The reasons for the Portuguese star's unhappiness at the Bernabeu are several, writes Duncan Castles, but there is a common theme to many.
Cristiano Ronaldo's woe highlights common complaint at Real Madrid
How can an individual whose basic salary is €10.5 million (Dh47.25m) after tax, who can earn the same sum again in commercial income, be sad about his financial situation? How indeed?
There is a glaring disconnect in the narrative disseminated to explain the Cristiano Ronaldo blues.
"I'm sad, when I don't celebrate goals it's because I'm not happy." said Ronaldo after scoring the first two goals in Real Madrid's 3-0 defeat of Granada last Sunday. "It's a professional thing. Real Madrid know why I'm not happy."
Those words were immediately interpreted as a demand for more money. Ronaldo, we were told by the Madrid press, was unhappy that his Madrid contract had been outstripped by the €20m net Anzhi Makhachkala pay Samuel Eto'o, and yearned for a wage that reflected his status as the world's best player.
"He wants more money," said Alfredo Relano, editor of one of Madrid's two grand sports newspapers Diario AS. "A while ago he was talking about a contract for life. But the price of a superstar has gone up after all the goals he has scored and after all Madrid have won."

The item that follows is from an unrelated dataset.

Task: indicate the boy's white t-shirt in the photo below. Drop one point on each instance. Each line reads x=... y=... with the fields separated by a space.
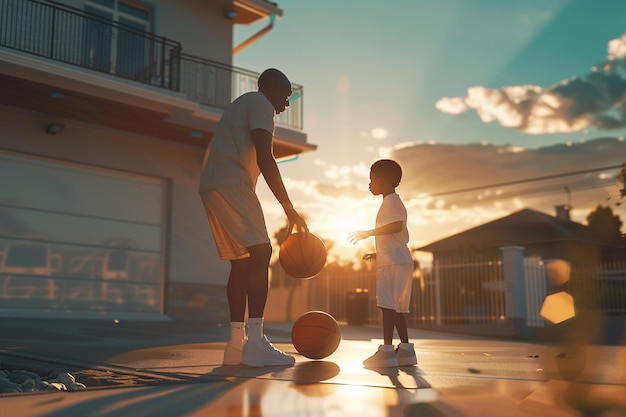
x=230 y=159
x=392 y=249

Also briefed from within the Bernabeu, Marca pushed the same line. The rival publication ran a table of top footballers' salaries that placed Ronaldo 10th behind Eto'o, Zlatan Ibramihovic, Wayne Rooney, Yaya Toure, Sergio Aguero and others. It did not matter that Marca's numbers were all over the place (Rooney errantly ahead of all Manchester City salaries and the Premier League's best paid player, Carlos Tevez, not even listed), the point remained the same. Cristiano was crying about cash.
None of this served to lighten Ronaldo's mood. On Tuesday evening he took to Twitter to respond.
"That I am feeling sad and have expressed this sadness has created a huge stir," Ronaldo wrote. "I am accused of wanting more money, but one day it will be shown that this is not the case. At this point, I just want to guarantee to the Real Madrid fans that my motivation, dedication, commitment and desire to win all competitions will not be affected. I have too much respect for myself and for Real Madrid to ever give less to the club than all I am capable of. Abrazos [hugs] to all Madridistas."
The contract Ronaldo signed after Manchester United sold him to Madrid for £80 million in the summer of 2009 runs until 2015 when he will be 30. Austerity-hit Spain's rising tax rates are not an issue, its terms stipulate net pay. Ronaldo has not been offered an extension by Madrid, and, it is understood, would not sign one now even if they did. The reasons for his unhappiness are several, but there is a common theme to many.
The tipping point for Sunday's public display of disillusion was Andres Iniesta's election as Uefa's Best Player in Europe three days previously. After a season in which Ronaldo scored 46 goals in 38 games as Real Madrid ended Barcelona's hegemony over La Liga, the Portuguese ended up two journalists votes adrift of Iniesta, who is generally considered to have followed an unexceptional domestic campaign with an excellent Euro 2012.
There is no doubt that Barcelona place more value on such individual prizes than Madrid. The Catalans have a strategy for acquiring them. Starting with Joan La Porta and continuing with Sandro Rosell, their presidents are ever present at football's grand events. Their principal players - Iniesta, Xabi and Lionel Messi - publicly push for each other to win what have turned into global popularity contests.
At Madrid, Ronaldo has been blocked from granting interviews to important European publications while a group of teammates that includes Xabi Alonso, Alvaro Arbeloa and Marcelo who share media representation with Iker Casillas have been promoting the goalkeeper's candidacy for Fifa's World Player of the Year award. If Madrid doesn't push for its best player to be recognised as such, how can others?
It is symptomatic of a club that fails to shelter its most important performers. Tired of the club's factionalism and resistance to change, Jose Mourinho took a decision to leave Madrid midway through last season. Though he later resolved to continue as manager, frustration with its operations remains.
Madrid's supporters almost never sing Ronaldo's name. At one point last season they jeered and whistled their leading scorer, behaviour senior club figures then endorsed. "The people in the crowd are the ones who pay, and they are always right," said Alfredo Di Stefano, Madrid's honorary president.
Ronaldo contrasts all this with the support he received at Manchester United. He recalls the protection from Sir Alex Ferguson and knows that Old Trafford still voices his song. It is not the most expedient of approaches, but Ronaldo is not a man to constantly keep feelings to himself. And for now there is a feeling that he will not be a Madrid player in a year's time.